# Assignment2: RISC-V Toolchain
Contributed by [raphael89918](https://github.com/raphael89918)
> [source code](https://github.com/raphael89918/Computer_Architecture_11201/tree/main/homework_2)
## Pick a Question
The following question is picked from the Assignment 1
> 陳燦仁 Shell sort with FP32 in BF16 format
> Target to sort float number list with shell sort, and using bf16 format to sort instead of using normal calculate.
For Example.
float number list 1.6, -1.5, 1.4, -1.3, 1.2, -1.1.
list length is 6,so the gap will be 3.
after the first round, gap will divide 2 = 1 until gap = 0.
gap = 3 : final result : -1.3, -1.5, -1.1, 1.6, 1.2, 1.4.
gap = 1 : final result : -1.5, -1.3, -1.1, 1.2, 1.4, 1.6.
[Source code](https://github.com/TRChen11011/Shell-sort-with-FP32-in-BF16-format/tree/main)

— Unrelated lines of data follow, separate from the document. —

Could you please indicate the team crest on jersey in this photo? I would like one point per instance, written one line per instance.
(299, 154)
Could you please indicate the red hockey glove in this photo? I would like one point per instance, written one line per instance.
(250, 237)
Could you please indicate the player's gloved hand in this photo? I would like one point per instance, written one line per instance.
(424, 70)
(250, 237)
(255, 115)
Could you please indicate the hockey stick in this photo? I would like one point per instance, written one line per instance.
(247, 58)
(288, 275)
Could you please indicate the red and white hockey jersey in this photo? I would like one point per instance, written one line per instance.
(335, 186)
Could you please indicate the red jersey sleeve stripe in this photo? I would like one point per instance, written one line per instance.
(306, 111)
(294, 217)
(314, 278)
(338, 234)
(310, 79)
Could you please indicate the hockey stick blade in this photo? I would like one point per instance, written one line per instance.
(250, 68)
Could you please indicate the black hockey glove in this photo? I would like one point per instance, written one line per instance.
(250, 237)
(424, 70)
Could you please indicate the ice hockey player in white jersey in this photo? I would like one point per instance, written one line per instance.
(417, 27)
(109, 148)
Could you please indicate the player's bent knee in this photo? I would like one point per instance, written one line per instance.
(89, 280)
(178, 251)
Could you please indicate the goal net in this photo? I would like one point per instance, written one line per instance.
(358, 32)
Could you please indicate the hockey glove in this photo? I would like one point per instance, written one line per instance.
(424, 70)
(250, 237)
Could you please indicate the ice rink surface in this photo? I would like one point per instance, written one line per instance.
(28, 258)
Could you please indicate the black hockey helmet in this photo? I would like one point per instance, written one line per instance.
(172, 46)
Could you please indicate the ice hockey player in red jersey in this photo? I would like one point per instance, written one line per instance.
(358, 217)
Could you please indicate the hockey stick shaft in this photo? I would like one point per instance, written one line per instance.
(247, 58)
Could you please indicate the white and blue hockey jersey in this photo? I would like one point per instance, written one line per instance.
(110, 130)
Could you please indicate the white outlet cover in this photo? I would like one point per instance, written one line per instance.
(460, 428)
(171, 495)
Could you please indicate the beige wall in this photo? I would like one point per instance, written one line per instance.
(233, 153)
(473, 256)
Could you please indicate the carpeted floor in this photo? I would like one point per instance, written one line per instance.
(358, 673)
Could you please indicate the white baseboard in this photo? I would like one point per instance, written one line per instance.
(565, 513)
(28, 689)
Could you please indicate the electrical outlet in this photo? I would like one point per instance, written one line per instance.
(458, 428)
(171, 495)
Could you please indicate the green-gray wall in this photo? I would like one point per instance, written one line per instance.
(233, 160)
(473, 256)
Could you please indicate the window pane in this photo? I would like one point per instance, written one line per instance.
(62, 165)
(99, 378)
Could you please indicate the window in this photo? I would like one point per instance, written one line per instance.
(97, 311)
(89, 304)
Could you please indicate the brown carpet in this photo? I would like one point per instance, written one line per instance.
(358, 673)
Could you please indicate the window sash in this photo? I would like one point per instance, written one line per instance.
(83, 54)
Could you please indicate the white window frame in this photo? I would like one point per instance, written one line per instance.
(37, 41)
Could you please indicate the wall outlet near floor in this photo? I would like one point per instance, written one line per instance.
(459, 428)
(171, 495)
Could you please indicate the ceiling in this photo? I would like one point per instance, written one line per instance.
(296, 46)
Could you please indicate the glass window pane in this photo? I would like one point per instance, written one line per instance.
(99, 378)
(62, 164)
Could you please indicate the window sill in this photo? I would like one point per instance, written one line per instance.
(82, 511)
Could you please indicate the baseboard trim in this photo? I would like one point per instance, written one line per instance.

The original implementation of the questions is as follows.
```c
#include <stdio.h>
#include <stdbool.h>
#define array_size 6
unsigned int fp32_to_bf16(float x)
{
float y = x;
int *p = (int *) &y;
unsigned int exp = *p & 0x7F800000;
unsigned int man = *p & 0x007FFFFF;
if (exp == 0 && man == 0) /* zero */
return *p;
if (exp == 0x7F800000) /* infinity or NaN */
return *p;
float r = x;
int *pr = (int *) &r;
*pr &= 0xFF800000; /* r has the same exp as x */
r /= 0x100;
y = x + r;
*p &= 0xFFFF0000;
return *p;
}
bool BOS(float fp32_1, float fp32_2){
unsigned int bf16_1, bf16_2, sig1, sig2, exp1, exp2, man1, man2;
bf16_1 = fp32_to_bf16(fp32_1);
bf16_2 = fp32_to_bf16(fp32_2);
sig1 = bf16_1 & 0x80000000;
sig2 = bf16_2 & 0x80000000;
exp1 = bf16_1 & 0x7F800000;
exp2 = bf16_2 & 0x7F800000;
man1 = bf16_1 & 0x007F0000;
man2 = bf16_2 & 0x007F0000;
if (sig1 < sig2) return 1;
else if (sig1 == 0 && sig1 == sig2 && exp1 > exp2)
return 1;
else if (sig1 != 0 && sig1 == sig2 && exp1 < exp2)
return 1;
else if (sig1 == 0 && sig1 == sig2 && exp1 == exp2 && man1 > man2)
return 1;
else if (sig1 != 0 && sig1 == sig2 && exp1 == exp2 && man1 < man2)
return 1;
else return 0;
}
void ShellSort(float array[array_size]){
int interval = array_size / 2;
while (interval >0){
for(int i = interval;i<array_size;i++){
int j = i;
float temp = array[i];
int Flag = BOS(array[j-interval], temp);
while (j>= interval && Flag == 1){
array[j] = array[j-interval];
j = j-interval;
Flag = BOS(array[j-interval], temp);
}
array[j] = temp;
}
interval = interval / 2;
}
}
void main()
{
float array[array_size] = {1.6,-1.5,1.4,-1.3,1.2,-1.1};
ShellSort(array);
for (int i = 0;i<array_size;i++){
printf("%x\n",fp32_to_bf16(array[i]));
}
return 0;
}
```
I chose this code simply because I am interested in the [Shell Sort](https://hackmd.io/@Aquamay/H1nxBOLcO/https%3A%2F%2Fhackmd.io%2F%40Aquamay%2FrkgO8fpcu). Compared to bubble sort, heap sort, and others, I haven't used this sorting method yet.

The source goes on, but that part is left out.